U-SQL job performance

Could you help me with the job performance? I runned it with 10 AUs. And at first part of time they are used almost all. But from the second half of the execution time it uses only 1 AU. I see in the plan a one supervertex consists from only one vertex, it looks like underestimated execution plan (it is just assumption).

I'm trying to analyze the execution time but it is difficult without technical description of operations like HashCombine, HashCross, ...

So my question could i do something with it (modify code, add hints, etc)?

my job ID link

The problem was fixed with Mychael Rys's solution.

I applied Michael Rys's solution and it works perfect. Thank you as always! See the pic below. Almost all 10AUs from 10AUs are used now. Also i played with modeling tool and looks like the script is scaled near to linearly. Awesome :).

One more solution

Also I can replace inner joins by left joins (the replacement will be equivalent in my case because in dimension tables ALWAYS exists only one row for any record in a fact table dim-1:M-fact). The CBO estimate join’s results cardinality as “at least not less than the fact table”. In the case CBO generate good plan without hints.

Solution

I will forward your job link to one of our devs who can take a look and update this answer once I get more information.

For stackoverflow help though, it would be helpful to see the script and/or the job graph as well. For example, how much data are you operating on? Are you using an operation that implies an ordering or grouping, etc.

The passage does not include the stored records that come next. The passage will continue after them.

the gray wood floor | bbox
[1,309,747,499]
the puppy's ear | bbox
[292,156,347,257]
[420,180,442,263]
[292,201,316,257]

Based on the vertex execution view, it seems that you are extracting from many small files that each contains only a small amount of data. It could well be that the optimizer assumes that there is only a small amount of data coming from these files.

You could add an OPTION(ROWCOUNT= xxx) hint to the EXTRACT statement to hint a larger number of rows (xxx would be the number to force the system to parallelize), assuming my initial assumption is correct.

Some Additional Information after looking at the job

The plan is a 13-way join with 12 dimension tables and 1 fact table. The error (underestimation causing serial plan) begins after 9 of the 12 joins are completed. The last 3 joins – with dim_application, dim_operation, and dim_data_type, are done serially. The spine of the plan still has 29GB. It’s very hard for us to estimate through 9 joins, since we don’t have foreign key information.

The most likely thing you can do to make this work is

Split the join statement into 2, with the joins to dim_application, dim_operation, and dim_data_type in the second one.
Add the ROWCOUNT hint on the output of the first join statement with a large number.

Let me know if that helps.